Senin, 14 Maret 2016

SEKELUMIT TENTANG MENIKAH

Suatu hari Rasulullah di tawari oleh seorang Sahabat untuk menikah dengan seorang wanita Arab, anak wanita al Jaun yang bernama Umroh, atau ada yang menyebutnya Asma’. Rasulullah menyuruh sahabat Abu Usaid untuk mengutus seseorang untuk memanggilnya. Wanita itu pun datang menemui Rasulullah shallallahu alaihi wasallam. Ia singgah di benteng Bani Saidah. Rasulullah keluar menghampirinya, Rasulpun masuk menemuinya. Ternyata ia adalah seorang wanita yang menundukkan pandangan.
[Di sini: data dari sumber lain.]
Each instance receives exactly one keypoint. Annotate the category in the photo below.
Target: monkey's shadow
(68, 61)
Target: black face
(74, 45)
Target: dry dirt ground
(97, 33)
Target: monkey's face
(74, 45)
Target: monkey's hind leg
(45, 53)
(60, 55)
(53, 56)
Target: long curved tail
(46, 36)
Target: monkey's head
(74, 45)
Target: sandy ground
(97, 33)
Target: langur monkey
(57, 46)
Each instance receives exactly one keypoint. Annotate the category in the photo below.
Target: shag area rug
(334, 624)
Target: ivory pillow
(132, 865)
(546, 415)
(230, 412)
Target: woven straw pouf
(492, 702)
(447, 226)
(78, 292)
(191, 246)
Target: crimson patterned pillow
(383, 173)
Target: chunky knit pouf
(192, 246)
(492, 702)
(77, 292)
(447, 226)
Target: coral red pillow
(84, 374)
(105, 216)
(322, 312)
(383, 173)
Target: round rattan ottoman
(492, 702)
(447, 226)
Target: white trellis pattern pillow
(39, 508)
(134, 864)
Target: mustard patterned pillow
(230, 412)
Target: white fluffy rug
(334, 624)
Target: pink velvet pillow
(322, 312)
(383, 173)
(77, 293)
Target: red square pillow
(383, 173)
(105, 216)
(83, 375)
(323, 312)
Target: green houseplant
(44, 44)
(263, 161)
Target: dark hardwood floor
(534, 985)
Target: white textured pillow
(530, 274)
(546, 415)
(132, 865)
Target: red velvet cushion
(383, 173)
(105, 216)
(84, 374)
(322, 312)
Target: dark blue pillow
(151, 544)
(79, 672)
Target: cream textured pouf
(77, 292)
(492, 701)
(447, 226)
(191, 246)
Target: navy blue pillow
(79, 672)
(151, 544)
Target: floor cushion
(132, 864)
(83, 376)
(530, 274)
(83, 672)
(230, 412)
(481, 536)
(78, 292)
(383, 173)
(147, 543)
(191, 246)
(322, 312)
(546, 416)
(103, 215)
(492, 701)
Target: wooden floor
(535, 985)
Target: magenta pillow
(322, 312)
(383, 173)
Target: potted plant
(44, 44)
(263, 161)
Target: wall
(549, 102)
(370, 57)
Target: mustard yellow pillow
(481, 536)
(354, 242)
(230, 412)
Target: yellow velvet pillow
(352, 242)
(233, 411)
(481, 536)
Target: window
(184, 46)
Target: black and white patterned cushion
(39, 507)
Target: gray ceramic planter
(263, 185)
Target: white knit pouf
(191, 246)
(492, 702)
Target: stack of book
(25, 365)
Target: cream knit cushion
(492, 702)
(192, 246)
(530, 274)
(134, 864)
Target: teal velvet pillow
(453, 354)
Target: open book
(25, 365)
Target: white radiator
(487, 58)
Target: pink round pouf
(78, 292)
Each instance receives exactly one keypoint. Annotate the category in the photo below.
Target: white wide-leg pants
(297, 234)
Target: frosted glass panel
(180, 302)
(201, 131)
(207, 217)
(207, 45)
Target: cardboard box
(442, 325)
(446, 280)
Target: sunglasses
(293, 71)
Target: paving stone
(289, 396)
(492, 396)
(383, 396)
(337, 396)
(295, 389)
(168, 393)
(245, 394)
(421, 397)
Di kala Rasul mengajaknya bicara, dengan tanpa diduga ia justru mengucapkan sebuah hal yang demikian menusuk. “Aku berlindung kepada Allah darimu”. Mendengar apa yang ia katakan. Rasul menimpali, “Sungguh aku tinggalkan kau dariku”. Para sahabat yang ada disana berkomentar kepada si wanita. “Kau tak tahu, siapa lelaki yang ada dihadapanmu?”. “Tidak sama sekali” jawab ia. “Ini adalah Rasulullah shallallahu alaihi wasallam yang kesini untuk meminangmu”. Wanita itu menjawab, “ Aku akan celaka jika ia sampai meminangku!” … ( al Hadits)

Sebuah kisah tentang ditolaknya lamaran Rasulullah oleh seorang wanita. Meskipun Rasulullah merupakan seorang Nabi, disatu kesempatan, Ia juga pernah mengalami penolakan dari wanita. Di kesempatan yang lain, banyak pula wanita yang memasrahkan dirinya kepada Rasul, namun Rasulullah menolaknya.

Rasulullah sepeninggal Sayyidah Khadijah, menikahi wanita-wanita yang mayoritas adalah janda tua. Barangkali wanita dalam kisah diatas menolak lamaran Rasulullah dikarenakan selisih usia yang terpaut jauh. Sehingga ia tidak berkenan menjadi istri Rasulullah. Ada seorang istri Rasul yang bernama Sayyidah Ummu Salamah. Kala ia dilamar Rasulullah, ia menyatakan sebuah hal kepada Rasul : “Ya Rasulallah, bukannya aku menolak, namun aku adalah seorang wanita yang sudah tua, banyak anak, dan juga pencemburu. Aku takut tidak bisa memenuhi kewajibanku sebagai istri”. Namun Rasulallah menjawab, “ Kalau masalah tua, aku juga sudah tua, adapun anakmu adalah juga anakku, Allah yang akan mencukupi kebutuhan anak-anakmu dan mengenai sifat pencemburu aku akan berdoa kepada Allah agar menghilangkan sifat itu”. Kemudian ia menerima lamaran itu.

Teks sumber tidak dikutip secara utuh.